Data has been the catalyst to innovation for centuries. When Herman Hollerith, a former employee of the US Census Office, invented the first counting machine in 1896, [1] he was not only solving a massive resource challenge (in those days, it took the Census Office more than seven years to do their tabulations), he was launching an era of data-driven innovation.

A century and a quarter later, data remains at the very heart of innovation. Today, data systems are much more sophisticated than Hollerith’s basic counting machine. Modern day systems are driven by sophisticated technologies – like machine learning (ML) – designed to uncover new insights and value from data.

Most businesses around the world now recognize that data is the foundation for future competitive advantage. But there’s so much hype around data being the ‘new oil’ that business leaders often miss the nuances of managing data in a way that can actually create value from algorithms.

The adage ‘garbage in, garbage out’ is as true for basic analytics as it is for ML. As teams build ML products, it’s important they focus not only on the aptness of the algorithm, but also on the quality of the data throughout the development lifecycle. At Borealis AI, we often say that data must be a first-class citizen.

Understanding the limitations, requirements and complexities of dealing with data is critical for ML product managers, given the cost, time and resource requirements involved. 

In this article, we walk through each step of the typical ML project, (as outlined in this article by Sam Chow), to reflect on the nuances of managing data in the ML product lifecycle. We start by exploring the properties of real data and reviewing the more common data design patterns of data-driven systems.

Properties of real data

Real data is messy. It’s inconsistent. And it’s poorly organized. In large part, that is because most data is collected to serve a distinct application and not necessarily intended for future data-driven analytics uses. 

Consider, for example, how a simple concept such as counting ‘customer orders’ might result in different data across various company functions. For a sales department, the data would represent the number of contracts signed, regardless of whether or not the invoices have been paid. For an accounting function, the data would reflect the number of paid sales, whether or not the product has been shipped. Supply chain, on the other hand, is concerned with the number of customer orders delivered. A simple query therefore – something like number_of_orders_per_day – could result in a number of different data points, adding to the uncertain nature of ML systems.
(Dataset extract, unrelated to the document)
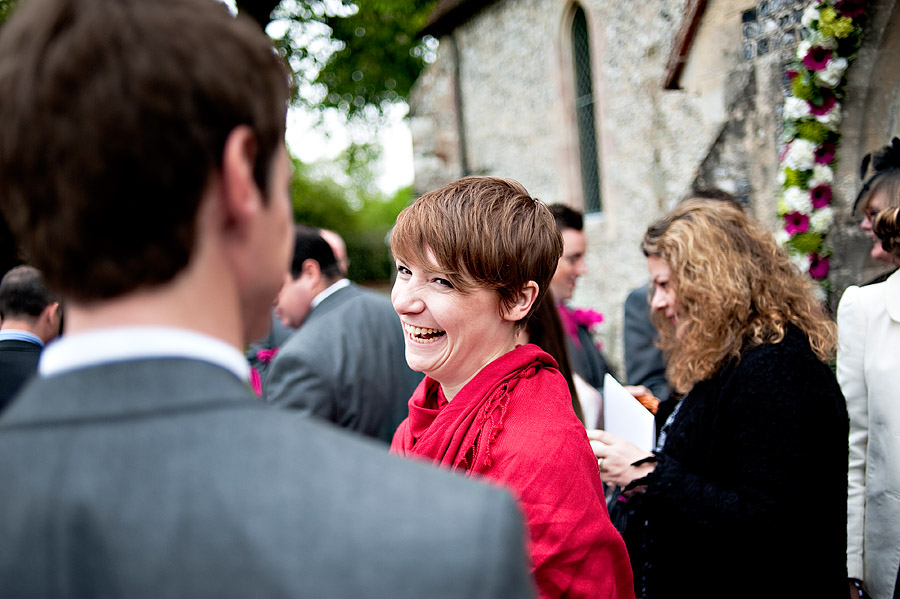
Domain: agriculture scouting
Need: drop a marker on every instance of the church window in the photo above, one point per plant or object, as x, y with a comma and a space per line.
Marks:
585, 112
Part of the challenge is that ML algorithms are generally downstream consumers of real data. Data is typically stored for one purpose, and then reformatted for an ML algorithm. Even in applications designed to feed data to ML models, the data often has a transactional role beyond its potential use in ML models.

For example, Twitter stores tweets and social interaction in a format that makes it responsive and interesting to its users. But behind the scenes, the company then transforms this data to a format appropriate for their Who-To-Follow recommendation system. 

The process of converting data is known as the Extract-Transfer-Load (ETL) process. At its most basic, ETL is used to extract the right data from one (or more) system(s), transfer its format into something usable by another system, and then load it into that other system.

While it may seem like a fairly simple process, it is widely recognized to be the most expensive and time-consuming step in the development of an ML system. It is also critically important, as it ends up influencing the models’ success, fairness, scalability, and reliability (2). 

Data pipeline for machine learning products

Given the costs and importance of gathering the right data, it is critical that there are enough controls to ensure it is done correctly and that the limitations of the data are well understood. Figure (1) shows a simple heuristic to break down data preparation into three stages: raw data, clean data, and aggregated data. 

Raw data is the dirtiest (or at least has the greatest potential to be dirty). It’s the original data collected through a data-generating business process – most often from business transactions – with all its potential quality issues (duplication, transcription errors, etc.). 

Clean data is a verified and unified version of the real data. The data types and business definition of these data are known and documented, making them legible to ML scientists and engineers. However, it does not include new information from data aggregation or embedded representations (such as vectorized, mathematical representations of latent properties in the data that can be used as inputs to a machine learning algorithm). 

Aggregate data includes any derived representation of the clean data. For example, it may include total_number_orders for each day or month. It may also include text or customer transaction embeddings, which are often used for deep learning applications.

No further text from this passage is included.